I mean, wow. This would be a sea change, reversing about 110 years of public finance policy in the United States. The country’s approach has basically been to make certain kinds of bonds tax exempt, incentivizing investment in those bonds. The federal government has said: we won’t tax the interest you make if you invest in municipal bonds, thus compelling people to put their money into school bonds, for instance, financing school budgets for capital and operating expenditures.
But if interest on municipal bonds was no longer tax exempt, why would investors put their money into them? And how would pubic school districts get their liquidity between budget cycles and for capital programs?
The answer is probably: nowhere. It’d destroy the existing channels of financing for public education, drying up the revenue spigots to public school districts. It’s an attack on the largely invisible plumbing that gets public entities their resources.
Reconciliation is a negotiation process. The last reconciliation process featured lively debate, featuring big proposals that were eventually winnowed down, changed, and sculpted according to the legislative-representative-dialogical-dialectical back and forth of interests competing for influence.

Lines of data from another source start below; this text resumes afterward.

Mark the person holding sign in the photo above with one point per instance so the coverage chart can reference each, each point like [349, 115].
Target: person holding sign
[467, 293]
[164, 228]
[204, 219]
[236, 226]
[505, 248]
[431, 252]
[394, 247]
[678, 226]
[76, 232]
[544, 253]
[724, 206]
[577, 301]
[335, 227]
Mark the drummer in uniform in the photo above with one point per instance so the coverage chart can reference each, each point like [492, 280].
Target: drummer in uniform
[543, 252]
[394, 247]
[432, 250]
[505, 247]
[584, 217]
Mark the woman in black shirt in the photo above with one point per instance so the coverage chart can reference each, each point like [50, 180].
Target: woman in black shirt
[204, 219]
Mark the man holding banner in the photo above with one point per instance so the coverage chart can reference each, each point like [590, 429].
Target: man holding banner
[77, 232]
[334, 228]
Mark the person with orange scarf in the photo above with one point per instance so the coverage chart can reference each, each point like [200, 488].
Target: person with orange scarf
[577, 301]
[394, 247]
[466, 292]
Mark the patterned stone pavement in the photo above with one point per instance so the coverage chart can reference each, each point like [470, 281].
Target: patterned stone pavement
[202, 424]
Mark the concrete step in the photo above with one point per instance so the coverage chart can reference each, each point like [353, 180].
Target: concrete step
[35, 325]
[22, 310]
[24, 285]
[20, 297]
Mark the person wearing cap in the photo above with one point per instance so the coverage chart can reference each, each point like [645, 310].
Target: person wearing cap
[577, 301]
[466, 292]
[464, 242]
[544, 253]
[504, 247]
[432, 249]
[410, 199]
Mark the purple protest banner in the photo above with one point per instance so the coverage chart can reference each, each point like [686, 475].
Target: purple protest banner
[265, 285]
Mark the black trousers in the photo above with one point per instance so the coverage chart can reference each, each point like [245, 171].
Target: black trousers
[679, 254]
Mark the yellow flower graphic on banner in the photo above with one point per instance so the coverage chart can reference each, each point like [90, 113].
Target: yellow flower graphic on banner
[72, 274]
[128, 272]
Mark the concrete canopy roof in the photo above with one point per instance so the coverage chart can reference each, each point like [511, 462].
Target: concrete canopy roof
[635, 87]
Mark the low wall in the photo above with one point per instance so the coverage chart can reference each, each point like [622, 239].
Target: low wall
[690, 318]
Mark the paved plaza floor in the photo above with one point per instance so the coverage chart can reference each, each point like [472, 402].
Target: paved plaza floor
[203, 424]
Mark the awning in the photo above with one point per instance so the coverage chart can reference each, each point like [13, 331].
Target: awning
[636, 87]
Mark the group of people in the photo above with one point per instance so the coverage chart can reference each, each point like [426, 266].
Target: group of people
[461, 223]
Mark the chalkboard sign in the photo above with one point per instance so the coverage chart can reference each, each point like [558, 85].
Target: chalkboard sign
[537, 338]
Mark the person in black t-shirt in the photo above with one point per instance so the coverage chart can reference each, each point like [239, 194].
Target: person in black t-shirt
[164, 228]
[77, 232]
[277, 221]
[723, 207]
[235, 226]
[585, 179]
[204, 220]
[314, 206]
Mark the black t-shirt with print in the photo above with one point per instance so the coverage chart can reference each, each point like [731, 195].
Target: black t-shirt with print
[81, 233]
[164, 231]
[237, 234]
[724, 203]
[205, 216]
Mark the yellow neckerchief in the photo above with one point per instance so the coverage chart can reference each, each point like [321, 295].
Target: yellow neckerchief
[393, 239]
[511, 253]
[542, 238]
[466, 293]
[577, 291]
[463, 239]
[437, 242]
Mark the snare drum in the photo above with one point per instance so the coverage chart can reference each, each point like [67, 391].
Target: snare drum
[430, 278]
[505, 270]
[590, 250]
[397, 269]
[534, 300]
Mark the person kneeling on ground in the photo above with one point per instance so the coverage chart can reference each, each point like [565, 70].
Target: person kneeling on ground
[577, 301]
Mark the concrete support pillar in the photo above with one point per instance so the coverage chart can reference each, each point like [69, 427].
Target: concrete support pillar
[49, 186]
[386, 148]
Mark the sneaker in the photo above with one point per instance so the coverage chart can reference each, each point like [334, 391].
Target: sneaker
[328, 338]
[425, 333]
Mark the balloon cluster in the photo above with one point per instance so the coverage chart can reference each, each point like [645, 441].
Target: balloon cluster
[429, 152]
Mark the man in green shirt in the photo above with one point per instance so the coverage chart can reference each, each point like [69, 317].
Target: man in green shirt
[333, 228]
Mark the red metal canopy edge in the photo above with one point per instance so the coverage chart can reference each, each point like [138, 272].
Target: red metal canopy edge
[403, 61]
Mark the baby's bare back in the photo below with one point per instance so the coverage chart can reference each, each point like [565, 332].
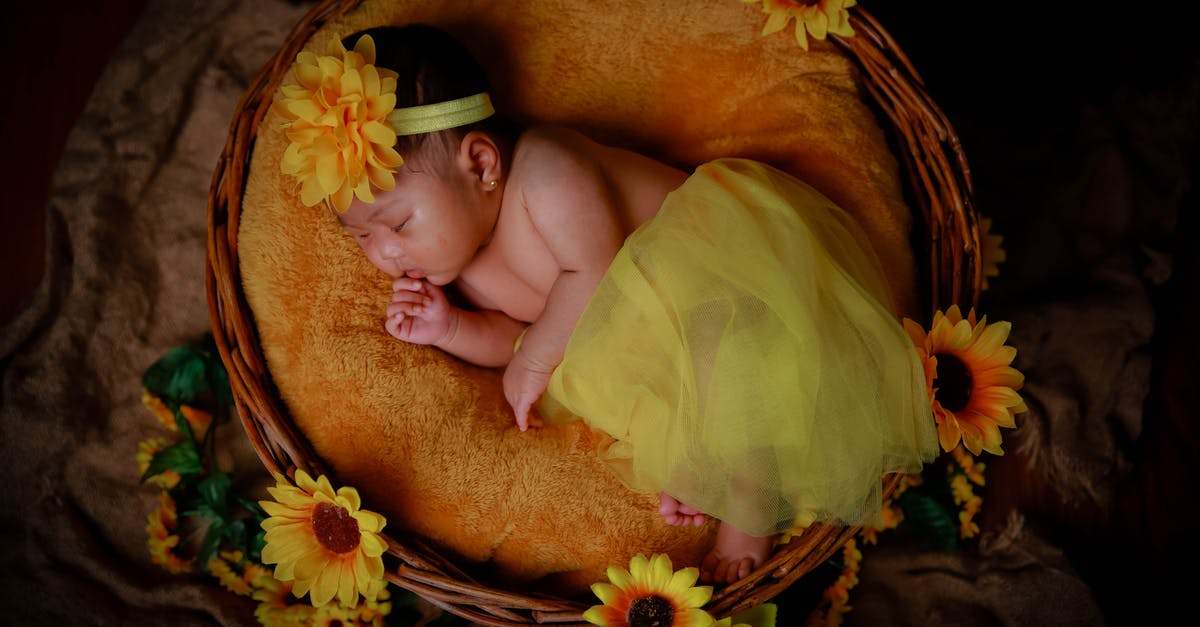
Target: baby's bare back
[581, 180]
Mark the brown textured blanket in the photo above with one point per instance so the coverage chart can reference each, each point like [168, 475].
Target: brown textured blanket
[1093, 193]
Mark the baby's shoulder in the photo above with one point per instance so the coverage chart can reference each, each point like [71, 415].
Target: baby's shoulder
[551, 143]
[546, 155]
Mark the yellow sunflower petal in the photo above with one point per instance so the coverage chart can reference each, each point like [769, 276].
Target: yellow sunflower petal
[347, 583]
[324, 586]
[948, 434]
[659, 573]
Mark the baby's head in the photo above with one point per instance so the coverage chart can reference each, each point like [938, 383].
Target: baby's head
[418, 183]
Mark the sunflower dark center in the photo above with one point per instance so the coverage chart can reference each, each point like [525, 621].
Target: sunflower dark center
[651, 611]
[335, 527]
[953, 382]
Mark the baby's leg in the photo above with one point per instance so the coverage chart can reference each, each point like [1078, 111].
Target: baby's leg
[679, 514]
[733, 555]
[736, 553]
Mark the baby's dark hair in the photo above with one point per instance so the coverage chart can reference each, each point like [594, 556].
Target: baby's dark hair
[433, 67]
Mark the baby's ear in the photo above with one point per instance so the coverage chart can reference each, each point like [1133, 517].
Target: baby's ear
[481, 156]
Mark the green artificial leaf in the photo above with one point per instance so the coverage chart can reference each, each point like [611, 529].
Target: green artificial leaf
[214, 536]
[179, 376]
[219, 378]
[924, 511]
[183, 458]
[181, 422]
[757, 616]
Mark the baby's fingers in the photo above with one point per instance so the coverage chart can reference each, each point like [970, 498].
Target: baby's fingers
[405, 296]
[395, 324]
[406, 309]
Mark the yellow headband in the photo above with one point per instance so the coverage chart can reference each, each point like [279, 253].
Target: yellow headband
[341, 121]
[441, 115]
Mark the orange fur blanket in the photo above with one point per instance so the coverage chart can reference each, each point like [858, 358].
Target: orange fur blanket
[427, 440]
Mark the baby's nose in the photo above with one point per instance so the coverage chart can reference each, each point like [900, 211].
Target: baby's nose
[391, 250]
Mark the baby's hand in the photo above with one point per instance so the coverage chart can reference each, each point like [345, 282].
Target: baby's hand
[419, 312]
[523, 383]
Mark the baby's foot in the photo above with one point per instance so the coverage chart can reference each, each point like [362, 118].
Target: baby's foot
[676, 513]
[733, 555]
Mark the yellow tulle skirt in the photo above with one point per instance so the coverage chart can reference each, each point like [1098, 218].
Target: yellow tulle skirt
[741, 354]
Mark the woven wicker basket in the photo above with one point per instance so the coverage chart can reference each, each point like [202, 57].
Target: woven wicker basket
[940, 191]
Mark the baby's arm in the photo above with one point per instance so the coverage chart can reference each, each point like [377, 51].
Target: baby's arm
[420, 314]
[570, 203]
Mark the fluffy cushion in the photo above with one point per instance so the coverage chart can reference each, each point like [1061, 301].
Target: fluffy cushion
[429, 440]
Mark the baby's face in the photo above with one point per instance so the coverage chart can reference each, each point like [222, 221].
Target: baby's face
[423, 228]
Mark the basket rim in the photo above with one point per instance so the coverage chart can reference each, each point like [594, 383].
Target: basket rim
[937, 178]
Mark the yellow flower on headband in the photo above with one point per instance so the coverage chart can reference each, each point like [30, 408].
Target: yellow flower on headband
[340, 141]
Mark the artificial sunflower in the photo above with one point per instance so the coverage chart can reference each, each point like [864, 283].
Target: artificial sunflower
[161, 537]
[813, 17]
[971, 383]
[340, 141]
[991, 250]
[651, 593]
[323, 541]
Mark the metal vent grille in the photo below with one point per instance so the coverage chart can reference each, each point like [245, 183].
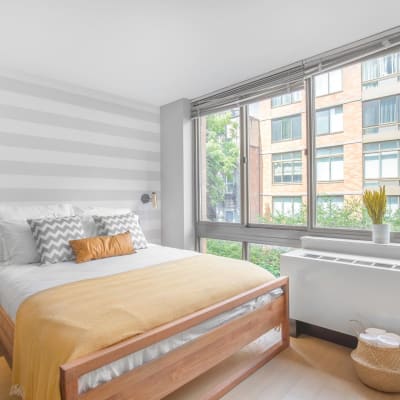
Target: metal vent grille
[352, 260]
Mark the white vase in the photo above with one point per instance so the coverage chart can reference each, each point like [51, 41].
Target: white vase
[381, 233]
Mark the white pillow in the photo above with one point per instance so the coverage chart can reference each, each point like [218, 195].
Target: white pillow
[19, 243]
[24, 212]
[86, 213]
[103, 211]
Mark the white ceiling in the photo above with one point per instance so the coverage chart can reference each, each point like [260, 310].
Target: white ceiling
[158, 51]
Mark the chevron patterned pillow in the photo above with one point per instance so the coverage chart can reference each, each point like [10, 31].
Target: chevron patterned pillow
[52, 236]
[116, 224]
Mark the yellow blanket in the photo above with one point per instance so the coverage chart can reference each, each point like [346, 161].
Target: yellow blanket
[66, 322]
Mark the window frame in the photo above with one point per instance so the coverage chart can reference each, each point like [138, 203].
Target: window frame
[272, 234]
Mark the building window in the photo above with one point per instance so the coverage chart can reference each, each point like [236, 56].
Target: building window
[287, 128]
[381, 160]
[329, 164]
[285, 206]
[329, 120]
[393, 205]
[330, 82]
[380, 67]
[330, 203]
[285, 99]
[380, 112]
[287, 167]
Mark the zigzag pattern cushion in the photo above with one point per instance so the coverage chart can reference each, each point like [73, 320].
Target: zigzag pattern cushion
[116, 224]
[52, 236]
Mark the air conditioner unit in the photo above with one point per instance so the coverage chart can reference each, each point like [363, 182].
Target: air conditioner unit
[333, 281]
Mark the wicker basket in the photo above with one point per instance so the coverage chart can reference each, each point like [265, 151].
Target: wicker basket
[377, 367]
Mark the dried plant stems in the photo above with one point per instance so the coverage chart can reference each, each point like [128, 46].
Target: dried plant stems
[375, 203]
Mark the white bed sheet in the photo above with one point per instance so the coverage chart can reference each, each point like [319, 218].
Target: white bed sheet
[18, 282]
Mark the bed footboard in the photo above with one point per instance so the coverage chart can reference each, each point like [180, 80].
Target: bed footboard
[164, 375]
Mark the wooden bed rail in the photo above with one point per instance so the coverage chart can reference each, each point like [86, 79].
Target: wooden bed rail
[162, 376]
[6, 336]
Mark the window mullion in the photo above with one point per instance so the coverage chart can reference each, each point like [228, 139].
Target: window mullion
[310, 123]
[244, 154]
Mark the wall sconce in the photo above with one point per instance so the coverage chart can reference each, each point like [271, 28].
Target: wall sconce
[147, 198]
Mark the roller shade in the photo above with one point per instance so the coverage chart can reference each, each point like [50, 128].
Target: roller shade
[278, 81]
[290, 78]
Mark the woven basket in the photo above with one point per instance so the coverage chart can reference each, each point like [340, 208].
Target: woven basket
[377, 367]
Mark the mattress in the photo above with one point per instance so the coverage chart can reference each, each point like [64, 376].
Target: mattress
[18, 282]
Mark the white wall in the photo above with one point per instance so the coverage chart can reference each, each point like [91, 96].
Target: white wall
[79, 146]
[177, 175]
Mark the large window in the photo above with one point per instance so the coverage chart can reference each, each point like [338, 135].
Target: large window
[267, 257]
[330, 82]
[330, 163]
[286, 99]
[329, 120]
[380, 112]
[274, 171]
[219, 163]
[286, 167]
[262, 152]
[287, 128]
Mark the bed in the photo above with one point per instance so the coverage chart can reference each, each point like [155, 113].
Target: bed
[157, 362]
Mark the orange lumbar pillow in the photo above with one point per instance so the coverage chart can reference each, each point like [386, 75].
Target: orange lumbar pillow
[102, 246]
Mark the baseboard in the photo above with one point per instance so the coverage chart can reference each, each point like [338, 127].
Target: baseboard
[298, 328]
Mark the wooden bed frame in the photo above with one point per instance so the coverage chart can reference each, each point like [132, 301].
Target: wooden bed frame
[158, 378]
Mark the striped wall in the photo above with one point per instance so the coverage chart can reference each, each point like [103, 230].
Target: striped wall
[59, 143]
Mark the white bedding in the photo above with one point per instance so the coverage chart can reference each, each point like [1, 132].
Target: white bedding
[18, 282]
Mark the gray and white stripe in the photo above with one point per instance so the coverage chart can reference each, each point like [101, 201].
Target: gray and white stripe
[80, 146]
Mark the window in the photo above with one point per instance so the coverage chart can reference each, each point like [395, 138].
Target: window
[330, 202]
[267, 257]
[265, 161]
[380, 112]
[224, 248]
[381, 160]
[220, 172]
[380, 67]
[330, 163]
[286, 206]
[286, 167]
[329, 210]
[288, 128]
[271, 171]
[285, 99]
[393, 204]
[329, 120]
[330, 82]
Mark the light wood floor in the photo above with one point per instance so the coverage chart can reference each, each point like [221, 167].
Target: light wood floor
[311, 369]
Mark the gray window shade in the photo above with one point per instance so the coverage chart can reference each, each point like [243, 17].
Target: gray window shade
[291, 78]
[278, 82]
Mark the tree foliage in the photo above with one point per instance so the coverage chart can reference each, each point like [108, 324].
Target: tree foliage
[222, 154]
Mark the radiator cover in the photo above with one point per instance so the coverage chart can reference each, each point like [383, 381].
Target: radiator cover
[333, 281]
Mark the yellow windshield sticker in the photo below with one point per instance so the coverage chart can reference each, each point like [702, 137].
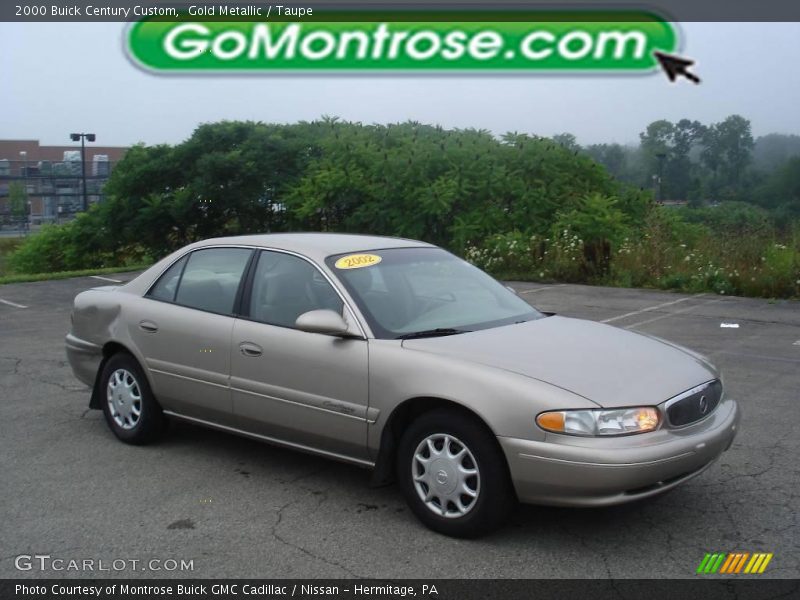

For instance, there was a proposal for a National Investment Authority in the last reconciliation process. Jamaal Bowman tried to get the Green New Deal for Schools into the Biden administration’s budget, and the progressive caucus fought for the Build Back Better legislation.
At one point, these things were on the table. But they got taken off the table for various reasons, largely having to do with the relative strength of progressive and leftwing tendencies. They didn’t get those programs because their claim on hegemony was somewhat weak (although, I should say, it was the strongest I’d seen in my lifetime, which gave me a lot of hope for the new political economy of public finance).
This is all to say: the memo I linked to contains a wish list. It’s not policy yet, far from it. The stuff about tax exemption on municipal bond interest could get axed if and when the municipal bond industry and its lobbyists come out in force and say “um, no, you can’t do that.” I’d be willing to bet that they’ll flex their power and get those clauses removed. The municipal bond industry is a pretty powerful constituency.
But still, they’ll have to work for it! It shows the ideological chutzpah of the current rightwing bloc: they’re willing to put this shit out there and see what sticks. I feel bad for all the tendencies that don’t have similar power: credit unions, hospitals, etc.
My last thought on this might be controversial. Socialists could come out in favor of the removal of tax exemption for local and state governments, on accelerationist grounds. The strategy here would be to clear out this policy and make room for an even more generous, diverse working class finance policy that, when they get to power, they can put in place.
That’s a big risk and probably not worth it, but it’s there as an option! Tax exemption for interest on municipal bonds is one of the biggest obstacles in the way of a truly public education finance system in the United States.